Is time a demon or a gift? Few amongst us hasn’t lamented the passage of time, and it’s something which weighs increasingly heavy as we age.
It was the summer of 1984 and I was working for the Ministry of Natural Resources (MNR) out of Cochrane, Ontario, as a Fish & Wildlife Technologist. My contract involved working in the field, in a remote location, inaccessible by road, with one co-worker whom I’d just met, collecting Lake Sturgeon population data on the Mattagami River. A pattern of Ten-On, Four-Off was repeated over a four-month period that summer, and both the experiences and natural beauty of our working environment, were priceless.
Reminds me of the old Monty Python Flying Circus routine “A Minute Passed“.
For those ten days, time stood virtually still. A simple routine that involved completing a series of tasks, and then time was our own. No pressing deadlines, no telephones, no meetings. The weather being our only external concern. I’ll grant, that those were pre-tablet and internet days, but we didn’t even have electricity in the cabin where we were staying, and the only form of communication with the outside world was a battery-powered Two-Way Radio. We would check-in at the same time every morning, to confirm with our Radio Dispatcher that we hadn’t run afoul of any large mammals, and otherwise, the only man made sound was that which we were responsible for.

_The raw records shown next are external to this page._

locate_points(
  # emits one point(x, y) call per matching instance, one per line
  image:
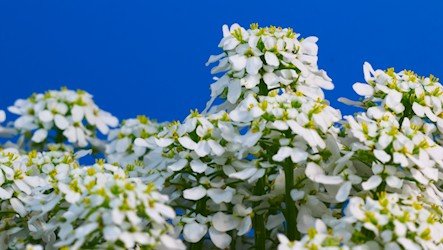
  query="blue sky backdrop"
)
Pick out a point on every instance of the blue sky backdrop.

I read and wrote so much that summer.
Fast forward thirty years and like most of you, I’m frightened by how fast time seems to pass by. Why is that? The apparent speed with which time passes, not the fright.
Driving at 100 km / hour… ahhmmm! I often find myself coming to the realization that I’ve travelled hundreds if not thousands of kilometres in my car, and seen nothing but asphalt, concrete and flashing lights. I’ve driven back and forth to jobs, run errands and visited friend’s homes, but I haven’t gone anywhere, I haven’t done anything of worth. I believe that that sense of not having accomplished anything and time rushing by, are linked.
It’s not even a matter of doing too much, it’s more so that we keep looking for ways to do less. We rationalize that if we purchase this gizmo or streamline that process, we’ll have more free time to relax, and then time won’t feel to be in such short supply. We say we’ll read more, but we don’t. We promise to spend more time sitting in conversation with friends, but we don’t… we text! We fill that hard-earned free time with distractions that demand very little direct participation by us, and consequently we have nothing to show, only to further exacerbate the feeling that time is passing us by.
I’m not suggesting that we need to be constantly making stuff or conquering another white-water run, but there’s a difference between relaxing and lethargy. “Time you enjoy wasting, was not wasted.” is a phrase originally attributed to Marthe Troly-Curtin, in her novel Phrynette Married, and most recently popularized by John Lennon. It speaks to being aware of how we spend our time, and forces us to consider how we choose to while away our days.
What is so exhausting about baking chocolate chip cookies from scratch, be it by yourself or in the fellowship of… great company We can’t converse while we measure out the flour We can’t share stories while we clean up, in anticipation of tasting the fruits of our labours How did thawing the store bought cookie dough, strengthen our relationships or stash away any dearly held memories What, if anything, did we learn about each other?
As read on a Hospital Cork Board, yup this is old, “The most tiring thing to do is nothing, because you can never stop to take a rest.”
Enjoyment is in the doing. The less effort we invest in ANYTHING, the less satisfaction we derive from the consumption. The lower the sense of accomplishment, the poorer our legacy.Squandering opportunities to positively impact the lives of others, only accelerates the sensation that time is whizzing past us.
I’m fortunate to have discovered an antidote to the question of a legacy and the relentless passage of time. Like many artists, I find it relatively easy to put all the outside pressures into perspective. I spend as much time as possible with my children, I read, I write, I DO. My camera allows me to gather and share a photographic legacy now, while I’m here to enjoy the reactions, and later to provide documentary evidence of my place in time.
Back on the Mattagami River, I’ll confess that as we approached the end of our ten days in the field, I did become anxious for the variety of faces and distractions that even Cochrane would afford and considered time to be a demon. However, after a few days back in town, I craved for the rustic surroundings of our little cabin and considered time to be a gift.